Stanley Callagher

Personal information
- Full name: Stanley Herbert Michael Callagher
- Born: 18 April 1927
- Died: 21 April 2011 (aged 84) Takapuna, New Zealand
- Spouse: Noeleen Evelyn Ryan ​(died 1997)​

Medal record
Men's rowing
Representing New Zealand
British Empire Games
| Silver medal – second place | 1954 Vancouver | Coxed Four |

= Stanley Callagher =

New Zealand rower

Stanley Herbert Michael Callagher (18 April 1927 – 21 April 2011) was a New Zealand rowing coxswain who won a silver medal at the 1954 British Empire and Commonwealth Games.

==Early life and family==
Born on 18 April 1927, Callagher was the son of Harold Stanislaus Callagher and Bridget Callagher (née Fee).
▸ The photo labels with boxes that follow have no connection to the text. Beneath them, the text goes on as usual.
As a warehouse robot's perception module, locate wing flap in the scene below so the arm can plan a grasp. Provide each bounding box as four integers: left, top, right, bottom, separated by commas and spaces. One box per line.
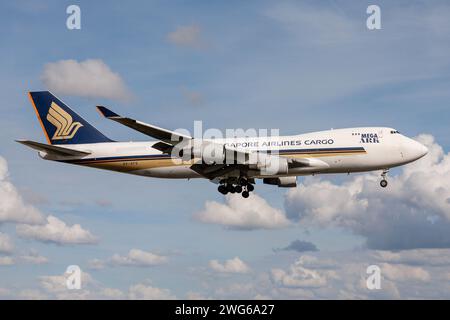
97, 106, 192, 145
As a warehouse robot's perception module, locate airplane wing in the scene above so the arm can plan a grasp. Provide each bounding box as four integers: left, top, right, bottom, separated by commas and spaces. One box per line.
16, 140, 90, 157
97, 106, 328, 180
97, 106, 192, 145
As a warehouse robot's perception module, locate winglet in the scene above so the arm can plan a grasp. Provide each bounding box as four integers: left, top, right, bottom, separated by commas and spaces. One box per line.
97, 106, 120, 118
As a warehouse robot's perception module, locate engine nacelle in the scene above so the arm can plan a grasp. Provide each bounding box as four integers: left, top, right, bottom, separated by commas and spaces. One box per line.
263, 177, 297, 188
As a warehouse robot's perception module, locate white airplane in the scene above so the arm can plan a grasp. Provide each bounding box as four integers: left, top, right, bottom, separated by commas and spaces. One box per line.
17, 91, 428, 198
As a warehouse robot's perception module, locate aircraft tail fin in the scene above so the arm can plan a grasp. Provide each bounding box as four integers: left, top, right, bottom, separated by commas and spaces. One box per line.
28, 91, 112, 145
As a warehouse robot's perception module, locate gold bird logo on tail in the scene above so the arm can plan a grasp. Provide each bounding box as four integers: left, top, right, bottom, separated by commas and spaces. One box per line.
47, 102, 83, 140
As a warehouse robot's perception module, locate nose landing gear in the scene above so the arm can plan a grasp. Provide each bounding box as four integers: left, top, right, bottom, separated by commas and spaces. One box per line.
380, 169, 389, 188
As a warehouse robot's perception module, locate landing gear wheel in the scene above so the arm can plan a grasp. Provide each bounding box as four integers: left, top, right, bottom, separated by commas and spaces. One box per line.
238, 177, 248, 186
217, 184, 228, 194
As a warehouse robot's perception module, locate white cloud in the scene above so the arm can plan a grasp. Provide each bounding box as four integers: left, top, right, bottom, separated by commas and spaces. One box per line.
19, 251, 48, 264
0, 156, 44, 224
18, 289, 48, 300
167, 25, 203, 48
271, 259, 327, 288
285, 135, 450, 249
88, 259, 105, 270
0, 232, 14, 254
128, 284, 176, 300
380, 263, 430, 281
16, 216, 97, 245
41, 59, 131, 100
100, 288, 125, 300
194, 194, 290, 230
109, 249, 167, 267
373, 249, 450, 266
209, 257, 250, 273
0, 256, 15, 266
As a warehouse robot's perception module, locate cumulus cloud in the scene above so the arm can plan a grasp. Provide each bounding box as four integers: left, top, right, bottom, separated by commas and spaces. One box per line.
285, 135, 450, 249
194, 194, 290, 230
0, 156, 44, 224
271, 259, 328, 288
380, 263, 430, 281
41, 59, 131, 100
372, 249, 450, 266
128, 284, 176, 300
167, 24, 204, 48
19, 251, 48, 264
16, 216, 97, 245
0, 256, 16, 266
109, 249, 167, 267
274, 240, 319, 252
0, 232, 14, 254
209, 257, 250, 273
181, 87, 204, 106
18, 289, 48, 300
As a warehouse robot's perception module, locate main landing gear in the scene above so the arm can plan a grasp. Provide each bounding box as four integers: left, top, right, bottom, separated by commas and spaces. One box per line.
217, 178, 255, 198
380, 169, 389, 188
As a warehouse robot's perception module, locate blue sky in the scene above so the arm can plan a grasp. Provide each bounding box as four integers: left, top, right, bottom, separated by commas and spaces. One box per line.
0, 1, 450, 298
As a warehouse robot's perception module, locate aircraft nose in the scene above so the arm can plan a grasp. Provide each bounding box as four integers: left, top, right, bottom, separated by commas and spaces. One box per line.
411, 140, 428, 159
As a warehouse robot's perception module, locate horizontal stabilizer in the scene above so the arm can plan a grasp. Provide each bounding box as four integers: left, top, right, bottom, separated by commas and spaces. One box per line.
16, 140, 90, 157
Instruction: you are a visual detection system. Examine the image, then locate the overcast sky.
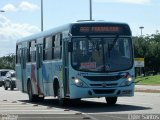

He married Noeleen Evelyn Ryan, and the couple went on to have four children.

==Rowing==
Callagher represented New Zealand at the 1954 British Empire and Commonwealth Games in Vancouver, where he coxed the men's four, which consisted of Bruce Culpan, Kerry Ashby, Bill Tinnock and Murray Ashby. The crew won the silver medal, finishing 2.1 seconds behind the Australian boat.

==Later life and death==
Callagher died in Takapuna on 21 April 2011, having been predeceased by his wife, Noeleen, in 1997. His ashes were buried at Mangere Lawn Cemetery.